Tuttavia non è detto che il bilancio del Consesso sia totalmente negativo. I due principali protagonisti della scena dell’inquinamento globale, Stati Uniti e Cina, che totalizzano assieme il 41 per cento delle emissioni, sono stati coinvolti nel processo di stabilizzazione del clima. Erano ai margini della scena e sono diventati attori. Entrambi hanno buoni motivi per fare di più sia per fuggire da un problema crescente che per rafforzare la parte più dinamica delle loro industria, quella che si candida a conquistare un ruolo di primo piano nel settore della green economy. Aspettare il prossimo vertice internazionale? O sarà troppo tardi per il destino del pianeta?

Disfatta Copenhagen?

Il clima aspettava la svolta e invece è delusione. La salute del pianeta sembra essere rimandata a data da destinarsi. È una fine con più ombre che luci questa della 15esima Conferenza delle Parti della Convenzione Onu sui cambiamenti climatici. Il risultato di un lavoro mastodontico e di una partecipazione mai vista a queste Conferenze è un accordo minimo, in 12 punti, non vincolante né a livello politico né legale.

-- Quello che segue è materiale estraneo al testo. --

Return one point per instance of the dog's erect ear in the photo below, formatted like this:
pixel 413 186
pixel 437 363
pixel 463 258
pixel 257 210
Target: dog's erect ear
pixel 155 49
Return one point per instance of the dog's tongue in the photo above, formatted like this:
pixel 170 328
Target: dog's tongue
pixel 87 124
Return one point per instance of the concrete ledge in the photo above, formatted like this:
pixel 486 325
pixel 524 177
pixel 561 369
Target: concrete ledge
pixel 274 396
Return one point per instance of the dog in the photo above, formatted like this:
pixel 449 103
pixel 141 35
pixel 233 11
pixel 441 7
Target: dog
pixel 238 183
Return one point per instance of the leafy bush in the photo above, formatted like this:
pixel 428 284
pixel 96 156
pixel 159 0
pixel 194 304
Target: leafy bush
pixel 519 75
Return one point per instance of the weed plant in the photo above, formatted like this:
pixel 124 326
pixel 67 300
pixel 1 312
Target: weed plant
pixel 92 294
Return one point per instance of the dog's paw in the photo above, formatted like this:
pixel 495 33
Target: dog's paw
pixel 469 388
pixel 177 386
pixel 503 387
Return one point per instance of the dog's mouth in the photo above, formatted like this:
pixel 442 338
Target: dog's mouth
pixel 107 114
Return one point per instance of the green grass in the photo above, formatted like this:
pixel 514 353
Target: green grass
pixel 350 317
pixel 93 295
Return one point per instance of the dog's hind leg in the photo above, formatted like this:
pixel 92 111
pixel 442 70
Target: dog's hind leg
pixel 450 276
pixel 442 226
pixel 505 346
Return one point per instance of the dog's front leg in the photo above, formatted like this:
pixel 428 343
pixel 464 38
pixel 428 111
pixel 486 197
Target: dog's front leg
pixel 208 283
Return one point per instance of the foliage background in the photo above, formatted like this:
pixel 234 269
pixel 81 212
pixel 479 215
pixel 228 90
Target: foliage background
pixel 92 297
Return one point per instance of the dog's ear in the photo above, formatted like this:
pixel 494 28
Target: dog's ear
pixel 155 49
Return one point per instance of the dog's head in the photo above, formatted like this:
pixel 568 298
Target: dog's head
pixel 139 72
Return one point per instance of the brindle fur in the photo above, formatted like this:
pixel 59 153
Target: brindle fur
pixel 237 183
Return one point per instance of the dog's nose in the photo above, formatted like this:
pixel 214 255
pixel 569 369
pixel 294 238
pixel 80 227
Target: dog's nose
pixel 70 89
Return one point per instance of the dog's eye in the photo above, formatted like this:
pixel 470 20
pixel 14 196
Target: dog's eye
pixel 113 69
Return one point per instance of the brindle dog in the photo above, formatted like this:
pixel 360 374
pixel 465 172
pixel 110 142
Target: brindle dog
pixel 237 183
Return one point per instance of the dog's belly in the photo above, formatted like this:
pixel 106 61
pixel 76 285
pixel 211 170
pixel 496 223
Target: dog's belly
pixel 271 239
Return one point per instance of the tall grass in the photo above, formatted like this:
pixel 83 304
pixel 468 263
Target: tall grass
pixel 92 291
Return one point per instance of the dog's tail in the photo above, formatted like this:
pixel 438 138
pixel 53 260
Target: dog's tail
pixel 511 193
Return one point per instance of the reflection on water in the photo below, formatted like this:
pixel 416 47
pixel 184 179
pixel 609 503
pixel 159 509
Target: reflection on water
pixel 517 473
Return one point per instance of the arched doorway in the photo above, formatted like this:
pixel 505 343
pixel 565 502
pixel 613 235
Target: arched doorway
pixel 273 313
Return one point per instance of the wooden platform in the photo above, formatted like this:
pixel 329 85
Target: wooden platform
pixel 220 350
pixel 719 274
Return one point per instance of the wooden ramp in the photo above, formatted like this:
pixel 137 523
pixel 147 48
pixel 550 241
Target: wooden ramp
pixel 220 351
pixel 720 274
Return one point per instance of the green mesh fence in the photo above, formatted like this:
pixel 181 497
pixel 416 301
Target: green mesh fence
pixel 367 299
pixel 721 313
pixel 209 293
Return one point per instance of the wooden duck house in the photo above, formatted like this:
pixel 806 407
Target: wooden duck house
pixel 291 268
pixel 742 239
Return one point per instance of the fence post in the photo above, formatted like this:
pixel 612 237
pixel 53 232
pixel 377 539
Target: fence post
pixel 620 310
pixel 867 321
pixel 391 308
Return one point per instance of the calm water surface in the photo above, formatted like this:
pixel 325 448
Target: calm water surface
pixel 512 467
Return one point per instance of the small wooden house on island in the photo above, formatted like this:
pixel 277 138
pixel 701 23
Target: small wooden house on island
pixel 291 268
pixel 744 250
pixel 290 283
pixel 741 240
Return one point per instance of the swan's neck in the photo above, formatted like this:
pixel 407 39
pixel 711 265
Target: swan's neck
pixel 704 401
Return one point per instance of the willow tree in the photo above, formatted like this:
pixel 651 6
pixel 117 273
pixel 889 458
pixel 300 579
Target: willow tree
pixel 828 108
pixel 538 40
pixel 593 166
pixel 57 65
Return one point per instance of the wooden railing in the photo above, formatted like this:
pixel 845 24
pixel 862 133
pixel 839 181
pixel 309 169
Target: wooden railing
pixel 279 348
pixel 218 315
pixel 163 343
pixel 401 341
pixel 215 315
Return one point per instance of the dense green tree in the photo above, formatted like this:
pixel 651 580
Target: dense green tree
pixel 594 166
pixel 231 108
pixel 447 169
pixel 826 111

Una Conferenza concitata, piena di colpi di scena, arresti e riprese. Si pensi all’abbandono dei lavori da parte dei Paesi africani nel mezzo della settimana, riconquistati dalla presidenza danese solo dietro promessa di una maggiore attenzione agli impegni post-Kyoto dei Paesi industrializzati. O ancora alle ambigue dichiarazioni cinesi, che ora manifestano la sfiducia in un accordo vincolante, ora la necessità di una soluzione alle problematiche climatiche. Un summit tacciato di antidemocraticità, in particolare dai paesi latini, visto il frequente ricorso a riunioni ristrette, tra “quelli che contano”, complice la presidenza danese, accusata di poca trasparenza dai PVS. Un accordo che, a fronte di una partecipazione epocale (si contano ben 42.515 presenze al 14 dicembre) è stato deciso negli ultimi attimi disponibili, in una riunione ristretta a Cina, India, Sudafrica e America, sulla spinta di un Obama preoccupato dall’influsso del fallimento del Vertice sulla sua immagine.